This weekend, more than 100,000 people took to the streets of Berlin to protest the far right. It was an attendance figure that surprised even organizers, who expected about 40,000.
That message seemed to resonate with thousands of Germans, who worry about the rise of groups such as Alternative for Germany. The party won seats in the German Parliament for the first time last year, in large part by villainizing migrants. The organization’s popularity has continued to grow; a February poll found that it is supported by about 16 percent of Germans.
Alternative for Germany’s political success coincides with an increase in racism and racist incidents. A September poll found that about two-thirds of Germans now think racism is a big problem in their country.
That concern is being stoked by incidents such as the one in the city of Chemnitz a few weeks ago. There, a 35-year-old German man was stabbed, allegedly by a migrant. In the days that followed, right-wing activists and neo-Nazis pointed to what happened as evidence of a refugee policy run amok. They descended on the town, chasing civilians who appeared foreign, flashing Nazi salutes and harassing journalists.
In response, politicians called on the “silent majority” of Germans who oppose that behavior to come forward. They did, at a concert in Chemnitz that drew about 65,000. Friedrich Burschel, an expert in neo-Nazism at the Rosa Luxemburg Foundation in Berlin, told the Atlantic that he saw a shift. Chemnitz awakened, he said, a sense of “just how strong a hold right-wing extremism has taken on their country, how easily the far right can be mobilized, and how the shame associated with it is beginning to vanish.”
Since then, there has been an effort to build some kind of sustained movement to try to stem the tide of the far right. As the Atlantic put it: The Berlin march is “the first significant test of whether that opposition can be sustained."
“I believe that there still is a majority of what could be called constitutional patriots who are now deeply concerned by what is happening on the right,” Burschel said. But people must keeping come out, he warned. “Otherwise we lose again.”
On that count, perhaps Sunday’s election in Bavaria offers some hope.
Bavaria, in the country’s south, bore the brunt of the 2015 refugee crisis, when upward of 1 million asylum seekers crossed into Germany. At the height of the crisis, thousands poured in through the province each day.
That’s the kind of reality that Alternative for Germany has successfully mined in the past, campaigning on the idea that Germany was no longer for Germans. And this time, too, the majority party — the Christian Socialist Union, Bavarian sister to German Chancellor Angela Merkel’s Christian Democratic Union, which has held power in Bavaria for all but three of the past 70 years — was soundly defeated.
However, it was the pro-immigrant green party that garnered the second-most votes Sunday, about 18.5 percent. The party more than doubled its support from the last election.
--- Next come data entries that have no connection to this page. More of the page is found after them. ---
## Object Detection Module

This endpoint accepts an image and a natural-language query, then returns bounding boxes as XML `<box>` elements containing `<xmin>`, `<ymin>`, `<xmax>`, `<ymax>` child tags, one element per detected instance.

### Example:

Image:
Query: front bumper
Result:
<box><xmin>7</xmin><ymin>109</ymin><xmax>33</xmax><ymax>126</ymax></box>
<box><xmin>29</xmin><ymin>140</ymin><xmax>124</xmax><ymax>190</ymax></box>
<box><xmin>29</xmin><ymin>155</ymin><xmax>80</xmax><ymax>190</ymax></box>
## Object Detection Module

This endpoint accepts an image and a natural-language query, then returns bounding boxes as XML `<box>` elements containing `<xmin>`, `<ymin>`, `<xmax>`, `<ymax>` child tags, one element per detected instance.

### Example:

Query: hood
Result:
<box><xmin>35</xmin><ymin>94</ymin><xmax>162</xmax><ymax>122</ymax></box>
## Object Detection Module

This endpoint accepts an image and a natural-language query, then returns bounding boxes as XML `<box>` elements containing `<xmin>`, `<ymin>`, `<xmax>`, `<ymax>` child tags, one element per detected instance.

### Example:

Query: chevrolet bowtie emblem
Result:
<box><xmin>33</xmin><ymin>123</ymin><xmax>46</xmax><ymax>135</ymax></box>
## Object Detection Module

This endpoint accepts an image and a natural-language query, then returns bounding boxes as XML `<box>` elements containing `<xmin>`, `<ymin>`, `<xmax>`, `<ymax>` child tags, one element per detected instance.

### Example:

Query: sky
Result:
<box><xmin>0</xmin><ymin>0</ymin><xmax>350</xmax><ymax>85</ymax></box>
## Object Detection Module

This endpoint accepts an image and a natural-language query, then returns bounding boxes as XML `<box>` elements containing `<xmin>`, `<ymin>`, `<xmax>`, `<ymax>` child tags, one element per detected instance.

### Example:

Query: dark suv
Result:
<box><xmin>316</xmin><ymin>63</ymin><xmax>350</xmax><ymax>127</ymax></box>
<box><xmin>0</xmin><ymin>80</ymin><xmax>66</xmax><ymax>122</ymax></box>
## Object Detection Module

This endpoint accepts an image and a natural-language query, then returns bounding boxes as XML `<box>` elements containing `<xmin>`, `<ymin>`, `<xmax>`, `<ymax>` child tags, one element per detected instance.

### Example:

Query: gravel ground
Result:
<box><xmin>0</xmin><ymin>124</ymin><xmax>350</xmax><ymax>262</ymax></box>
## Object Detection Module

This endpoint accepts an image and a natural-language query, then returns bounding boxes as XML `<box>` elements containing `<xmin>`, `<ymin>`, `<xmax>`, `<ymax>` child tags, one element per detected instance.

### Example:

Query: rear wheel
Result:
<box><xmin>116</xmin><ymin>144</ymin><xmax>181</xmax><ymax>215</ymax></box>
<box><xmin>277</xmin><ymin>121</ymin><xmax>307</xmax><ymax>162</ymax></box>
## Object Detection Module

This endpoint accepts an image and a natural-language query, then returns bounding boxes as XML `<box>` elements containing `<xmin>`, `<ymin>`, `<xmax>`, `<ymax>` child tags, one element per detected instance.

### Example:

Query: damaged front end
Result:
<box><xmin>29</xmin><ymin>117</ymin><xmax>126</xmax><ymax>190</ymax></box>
It’s a reminder, Yasmeen Serhan of the Atlantic wrote, that “divisive immigration politics need not always lead to far-right gains.”
Of course, it’s worth noting that Alternative for Germany is forecast to garner about 10 percent of the vote. It’s enough to give the group seats in Parliament for the first time.
Correction: An earlier version of this story misstated the number of attendees rally organizers expected at last weekend’s Berlin event.